One of the most used chemical compounds in the plastic industry is Bisphenol A or BPA. According to a prospective study conducted on a significant batch of people, higher urine concentration of bisphenol are seemingly linked to a greater risk of developing heart disease at some point in the future. Currently people are exposed to Bisphenol A mainly after consuming packaged food and bottled beverages but also by coming into contact with household dust or after dental procedures that imply the use of sealants.



This study was published online in the American Heart Association Circulation Journal and was undertook by several scientists from the Peninsula College of Medicine and Dentistry and European Centre for the Environment and Human Health in partnership with Cambridge University.

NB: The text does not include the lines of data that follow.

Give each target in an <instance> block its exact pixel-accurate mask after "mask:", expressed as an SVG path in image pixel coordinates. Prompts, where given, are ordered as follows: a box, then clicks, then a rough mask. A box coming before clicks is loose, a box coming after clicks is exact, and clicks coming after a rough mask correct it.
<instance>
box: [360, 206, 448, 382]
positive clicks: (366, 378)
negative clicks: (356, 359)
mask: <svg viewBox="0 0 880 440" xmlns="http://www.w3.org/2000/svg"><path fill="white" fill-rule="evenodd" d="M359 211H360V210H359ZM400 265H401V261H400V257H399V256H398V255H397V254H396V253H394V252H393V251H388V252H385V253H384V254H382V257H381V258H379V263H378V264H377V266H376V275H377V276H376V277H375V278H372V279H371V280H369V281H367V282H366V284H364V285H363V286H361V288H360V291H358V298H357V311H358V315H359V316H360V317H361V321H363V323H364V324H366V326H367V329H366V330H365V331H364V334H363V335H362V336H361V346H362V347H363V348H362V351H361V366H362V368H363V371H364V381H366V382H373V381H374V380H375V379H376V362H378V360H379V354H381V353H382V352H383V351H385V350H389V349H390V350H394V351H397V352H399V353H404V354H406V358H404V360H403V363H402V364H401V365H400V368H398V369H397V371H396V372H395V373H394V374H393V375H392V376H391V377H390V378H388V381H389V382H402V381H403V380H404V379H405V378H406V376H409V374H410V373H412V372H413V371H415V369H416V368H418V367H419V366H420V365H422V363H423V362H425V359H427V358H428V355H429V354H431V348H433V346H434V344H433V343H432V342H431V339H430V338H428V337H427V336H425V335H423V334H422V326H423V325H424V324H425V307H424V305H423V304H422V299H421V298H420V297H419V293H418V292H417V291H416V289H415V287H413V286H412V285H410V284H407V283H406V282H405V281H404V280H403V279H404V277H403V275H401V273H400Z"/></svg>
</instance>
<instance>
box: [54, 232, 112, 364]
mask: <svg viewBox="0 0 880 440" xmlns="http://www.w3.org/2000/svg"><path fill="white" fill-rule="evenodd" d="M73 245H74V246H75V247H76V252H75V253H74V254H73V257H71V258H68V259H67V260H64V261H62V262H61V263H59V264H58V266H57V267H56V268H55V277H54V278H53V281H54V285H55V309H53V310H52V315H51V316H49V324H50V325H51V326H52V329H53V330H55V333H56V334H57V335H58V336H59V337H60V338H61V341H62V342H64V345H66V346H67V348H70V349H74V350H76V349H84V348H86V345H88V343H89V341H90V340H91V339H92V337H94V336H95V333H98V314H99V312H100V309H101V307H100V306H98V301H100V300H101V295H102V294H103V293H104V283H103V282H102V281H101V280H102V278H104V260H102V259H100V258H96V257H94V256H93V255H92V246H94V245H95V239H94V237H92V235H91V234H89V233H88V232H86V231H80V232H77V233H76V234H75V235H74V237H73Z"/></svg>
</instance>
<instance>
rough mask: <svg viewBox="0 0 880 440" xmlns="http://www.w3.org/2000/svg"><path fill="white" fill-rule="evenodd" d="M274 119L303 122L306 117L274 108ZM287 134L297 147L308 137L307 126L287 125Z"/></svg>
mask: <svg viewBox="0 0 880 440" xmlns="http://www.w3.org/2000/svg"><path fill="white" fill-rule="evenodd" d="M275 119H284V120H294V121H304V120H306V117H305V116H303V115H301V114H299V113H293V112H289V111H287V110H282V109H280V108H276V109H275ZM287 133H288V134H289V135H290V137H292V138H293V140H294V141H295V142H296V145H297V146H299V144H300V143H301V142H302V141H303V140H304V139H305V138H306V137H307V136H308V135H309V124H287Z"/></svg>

The above mentioned scientists had already been in possession of data showing a connection between BPA and an increased risk of cardiovascular disease, but were unable to asses the exact long-term effects of BPA exposure on health.

The newest study that breaks ground in the former mentioned field was conducted by the University of Cambridge using data from the European Prospective Investigation of Cancer in Norfolk, United Kingdom. In this study the 758 participants who developed one sort of cardiovascular disease although they had initially been healthy  were compared against 861 other people who continued to be healthy at the end of the study. The comparison showed that those in the first batch (the 758 participants) presented higher levels of urinary BPA at the start of the 10-year study. We have to point out that the relevance of this outcome is somehow questionable due to the fact that each study participant only had one urine sample tested at the onset of the study.

Study leader, Professor David Melzer stated that this particular study results cast light on an existing correlation between Bisphenol A and heart disease but its causative nature is not set in stone. At this point there is very little information about the exact effects and dynamics of BPA in humans and additional safety trials are required in order to asses its long-term effects.

We all know the major risk factors of heart disease like dyslipidemia, hypertension and cigarette smoke and it is very hard to say if BPA alone could be a one of them and even if so, to quantify the extent at which it causes heart disease would be nearly impossible.